Gold and silver prices closed lower Monday as some precious metals investors took profit from recent price gains and other investors decided fears of a double-dip recession were overblown and put their money in riskier assets like heavily discounted stocks.
One reason for the lessening fears of a recession was empirical. The U.S. Commerce Department said consumer spending, which accounts for about 70 percent of the nation's GDP, jumped in July at its fastest pace in five months. It was up 0.8 percent on strong demand for vehicles.
The datum encouraged investors and analysts.
It's a little far-fetched to truly believe that we are headed into another recession. This data doesn't support that view at all, Joel Naroff, chief economist at Naroff Economic Advisors in Holland, Pa., told Reuters.
Another reason for the lessening fears of a recession stemmed from reflections on last week's speech by U.S. Fed Chairman Ben Bernanke.

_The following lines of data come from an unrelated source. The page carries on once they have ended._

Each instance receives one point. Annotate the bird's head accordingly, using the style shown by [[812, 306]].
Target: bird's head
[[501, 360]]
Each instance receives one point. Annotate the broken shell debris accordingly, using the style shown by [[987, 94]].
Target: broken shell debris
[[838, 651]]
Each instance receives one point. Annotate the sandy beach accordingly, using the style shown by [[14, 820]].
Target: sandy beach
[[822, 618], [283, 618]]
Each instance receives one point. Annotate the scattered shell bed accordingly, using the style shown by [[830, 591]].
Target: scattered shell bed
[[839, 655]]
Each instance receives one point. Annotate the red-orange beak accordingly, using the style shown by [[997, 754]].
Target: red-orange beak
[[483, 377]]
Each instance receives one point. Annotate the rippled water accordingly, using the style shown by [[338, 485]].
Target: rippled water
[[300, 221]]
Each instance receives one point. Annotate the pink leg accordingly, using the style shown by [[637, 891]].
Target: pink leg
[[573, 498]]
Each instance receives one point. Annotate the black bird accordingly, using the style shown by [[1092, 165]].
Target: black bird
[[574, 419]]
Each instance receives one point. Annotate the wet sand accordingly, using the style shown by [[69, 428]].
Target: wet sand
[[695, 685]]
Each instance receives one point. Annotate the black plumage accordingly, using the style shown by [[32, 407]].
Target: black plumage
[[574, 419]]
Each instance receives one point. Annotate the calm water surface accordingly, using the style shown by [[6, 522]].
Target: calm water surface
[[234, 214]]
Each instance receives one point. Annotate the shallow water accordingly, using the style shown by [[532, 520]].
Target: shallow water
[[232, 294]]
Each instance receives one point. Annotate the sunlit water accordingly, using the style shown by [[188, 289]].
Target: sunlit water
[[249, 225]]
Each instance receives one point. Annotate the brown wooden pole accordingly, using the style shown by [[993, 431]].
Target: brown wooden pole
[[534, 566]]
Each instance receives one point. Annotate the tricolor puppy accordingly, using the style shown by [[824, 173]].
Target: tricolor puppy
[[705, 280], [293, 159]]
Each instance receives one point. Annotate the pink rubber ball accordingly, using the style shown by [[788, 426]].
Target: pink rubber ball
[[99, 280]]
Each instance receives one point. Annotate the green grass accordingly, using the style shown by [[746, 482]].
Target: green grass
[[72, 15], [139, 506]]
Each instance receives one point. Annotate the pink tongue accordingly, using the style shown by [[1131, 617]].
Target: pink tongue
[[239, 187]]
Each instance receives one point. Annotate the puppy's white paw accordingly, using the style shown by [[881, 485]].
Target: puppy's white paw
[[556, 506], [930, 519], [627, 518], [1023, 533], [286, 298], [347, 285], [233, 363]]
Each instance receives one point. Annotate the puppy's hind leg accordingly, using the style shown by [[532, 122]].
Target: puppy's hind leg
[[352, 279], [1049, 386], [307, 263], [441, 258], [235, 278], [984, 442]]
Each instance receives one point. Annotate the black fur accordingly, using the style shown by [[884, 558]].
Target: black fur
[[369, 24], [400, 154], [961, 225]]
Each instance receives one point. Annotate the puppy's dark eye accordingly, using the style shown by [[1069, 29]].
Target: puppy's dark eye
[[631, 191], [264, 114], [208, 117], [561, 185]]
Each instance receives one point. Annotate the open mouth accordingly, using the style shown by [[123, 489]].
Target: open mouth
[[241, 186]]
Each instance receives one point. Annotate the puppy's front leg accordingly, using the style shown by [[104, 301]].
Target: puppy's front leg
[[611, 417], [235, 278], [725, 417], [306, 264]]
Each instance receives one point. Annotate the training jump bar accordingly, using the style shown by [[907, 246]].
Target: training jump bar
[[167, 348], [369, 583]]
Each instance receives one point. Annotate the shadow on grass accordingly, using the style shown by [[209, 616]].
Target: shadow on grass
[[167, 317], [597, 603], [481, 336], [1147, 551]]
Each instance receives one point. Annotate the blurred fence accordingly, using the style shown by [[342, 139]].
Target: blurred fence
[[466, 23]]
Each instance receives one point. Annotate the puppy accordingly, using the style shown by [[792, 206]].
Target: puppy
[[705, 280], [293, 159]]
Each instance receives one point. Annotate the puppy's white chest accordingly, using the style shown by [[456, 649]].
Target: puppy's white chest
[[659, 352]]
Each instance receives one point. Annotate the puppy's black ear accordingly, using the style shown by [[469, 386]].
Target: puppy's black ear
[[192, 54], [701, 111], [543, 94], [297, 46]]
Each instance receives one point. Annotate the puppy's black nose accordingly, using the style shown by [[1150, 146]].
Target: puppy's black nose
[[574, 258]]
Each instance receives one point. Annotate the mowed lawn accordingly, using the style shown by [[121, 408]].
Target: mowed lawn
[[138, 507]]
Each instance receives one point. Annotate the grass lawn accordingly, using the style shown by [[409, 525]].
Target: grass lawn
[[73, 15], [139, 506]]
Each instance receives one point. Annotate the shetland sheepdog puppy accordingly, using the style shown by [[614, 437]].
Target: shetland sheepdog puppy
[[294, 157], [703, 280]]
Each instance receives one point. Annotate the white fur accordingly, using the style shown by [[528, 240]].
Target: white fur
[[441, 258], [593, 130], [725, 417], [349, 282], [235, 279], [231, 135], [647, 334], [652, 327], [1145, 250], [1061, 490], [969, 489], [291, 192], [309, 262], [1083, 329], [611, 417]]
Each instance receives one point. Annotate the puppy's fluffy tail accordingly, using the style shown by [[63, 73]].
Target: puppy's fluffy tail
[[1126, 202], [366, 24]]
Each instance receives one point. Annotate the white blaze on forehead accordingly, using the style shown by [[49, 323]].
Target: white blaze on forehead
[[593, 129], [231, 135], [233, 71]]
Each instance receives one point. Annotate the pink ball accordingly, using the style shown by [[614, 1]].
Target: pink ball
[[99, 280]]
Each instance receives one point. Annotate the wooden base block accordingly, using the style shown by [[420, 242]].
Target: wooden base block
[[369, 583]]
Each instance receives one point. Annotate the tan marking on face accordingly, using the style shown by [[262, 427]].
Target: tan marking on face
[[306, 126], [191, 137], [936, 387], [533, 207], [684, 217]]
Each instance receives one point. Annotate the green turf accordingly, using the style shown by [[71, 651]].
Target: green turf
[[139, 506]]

Central bankers don't think there's any really immediate screaming problem to deal with and have taken that more positively, Madelynn Matlock, who helps oversee $14.8 billion at Huntington Asset Advisors in Cincinnati, told Bloomberg. Plus, there's the fact that valuation is a whole lot better than it was a couple of months ago. In addition, the absence of any bad news in Europe is good news.
Gold for December delivery on the CME Comex division of the New York Mercantile Exchange fell from $1,797.30 to $1,791.60 per ounce.
Silver declined from $40.95 to $40.55.
The S&P 500 index of large-cap stocks was up in afternoon trading by 2.4 percent, while the Nasdaq composite index gained 2.8 percent.